I learned early on what it meant to trust God. Being bullied in elementary school and jr. high taught me that I couldn’t depend on people for all the love and acceptance my heart needed. Beause of those experiences, my relationship with Jesus became real when I was barely a teenager and I’ve always known that if I just have the Lord – I can make it through anything.
One of the areas I’ve struggled with though, is community. It’s been hard for me to share my life with others in a vulnerable way, unless I feel that my vulnerability can help them. When I’m speaking, writing, mentoring, and leading I often bare my soul and expose my areas of weakness. However, recently I’ve realized that I don’t often invite people to walk with me in that area of weakness. I don’t like asking for help.
Maybe this is because when I was young I reached out and had my hand slapped away by my peers – those who were supposed to be my community. Maybe it’s because I grew so close to Jesus, learning to find my identity in Him, but somewhere along the way forgot that He also made me to work best within a community.

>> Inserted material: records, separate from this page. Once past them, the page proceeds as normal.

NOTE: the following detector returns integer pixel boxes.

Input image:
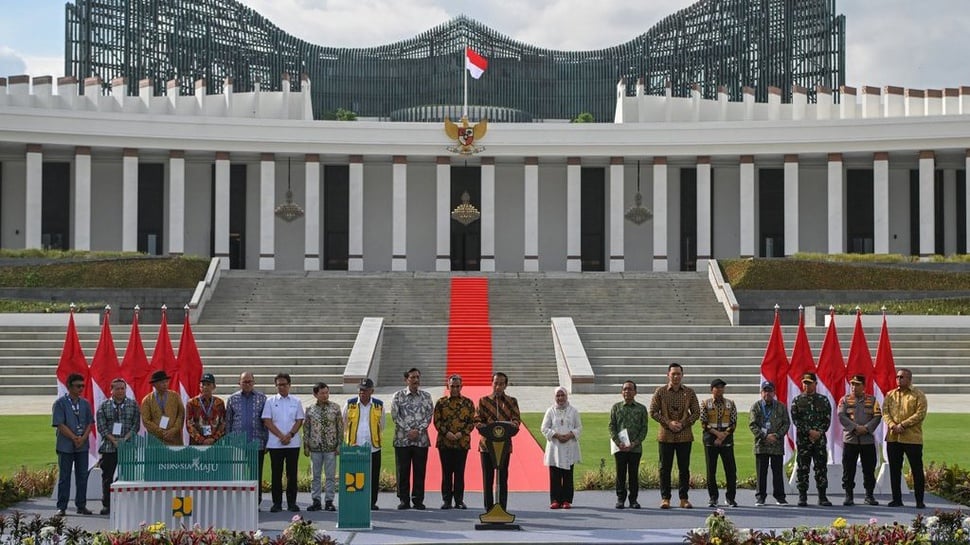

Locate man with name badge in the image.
[186,373,226,446]
[95,378,140,515]
[142,370,185,446]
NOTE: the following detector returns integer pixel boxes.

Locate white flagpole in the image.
[463,46,468,119]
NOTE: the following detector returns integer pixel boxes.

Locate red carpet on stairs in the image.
[420,278,548,494]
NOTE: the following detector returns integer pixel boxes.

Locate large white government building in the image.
[1,72,969,273]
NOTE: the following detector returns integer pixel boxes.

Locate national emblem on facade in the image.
[444,116,487,155]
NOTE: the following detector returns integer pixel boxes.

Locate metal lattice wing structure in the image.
[65,0,844,121]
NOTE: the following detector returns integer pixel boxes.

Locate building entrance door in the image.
[42,163,70,250]
[450,166,481,271]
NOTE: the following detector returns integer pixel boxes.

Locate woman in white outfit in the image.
[541,386,582,509]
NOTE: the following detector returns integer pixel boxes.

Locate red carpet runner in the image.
[421,277,547,494]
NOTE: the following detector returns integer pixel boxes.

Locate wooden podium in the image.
[476,420,521,530]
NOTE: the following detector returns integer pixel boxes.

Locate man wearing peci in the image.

Either way, since having children it’s become apparent to me that I hate asking for help – even when I really need it. I’ve avoided going to the dentist or getting my tires changed simply because I know I’ll need to ask someone to help watch my kids while I do it. And unless that someone is my husband or my mom, I feel horrible asking. Somehow it makes me feel like a failure – like if I was just closer to the Lord I wouldn’t need help. But I’ve also realized that when I don’t ask for help, I’m missing out.
Here are 5 reasons it’s okay to ask for help:
1. Asking for help reminds us we all need help sometimes. Brene Brown says most of us think there are two types of people in the world; those who need help and those who give help. But the truth is we are all both. When we only identify ourselves as those who give help, we actually judge those who need help, and as a result, judge ourselves when we become the one who needs help. You know what friend, we all need help sometimes and that doesn’t mean we are failures. It doesn’t mean our relationship with God is weak. It just means we are human.
2. Asking for help gives a gift to those we ask. When your friends ask you for help, how do you feel? Annoyed? Frustrated? Put out? I usually feel honoured that they thought to ask me, and if I’m able, I love offering help. So why do I think that my friends won’t feel the same way when I reach out for help? When we don’t ask, we could actually be robbing those in our community of feeling valuable, purposeful and trusted.
3. Asking for help reminds us community is important. God is more than enough for you. But (yes, there’s a but) He created us to be in relationship with others. Even when we’re spending time with Jesus daily, there are still days when we just need some back up! We can actually do life better with God and with each other.
4. Asking for help removes judgement. When we learn to ask for help, we also learn not to judge others when they need help. Rather than thinking some of us are helpers/givers and others are needy/takers, we learn that all of us are both. Sometimes we need help and that’s okay and sometimes we give help, which doesn’t mean we’re better than anyone else.
5. Asking for help actually helps! When we finally get over all the things that stop us from asking, we get help and things usually get better. The task that felt so hard before now feels more managable and even enjoyable! Even the worst days are better when they’re shared with someone who supports us.
What about you? Do you find it difficult to ask people for help? Maybe it’s time to think about why and then step out and ask anyways. It might even make things better!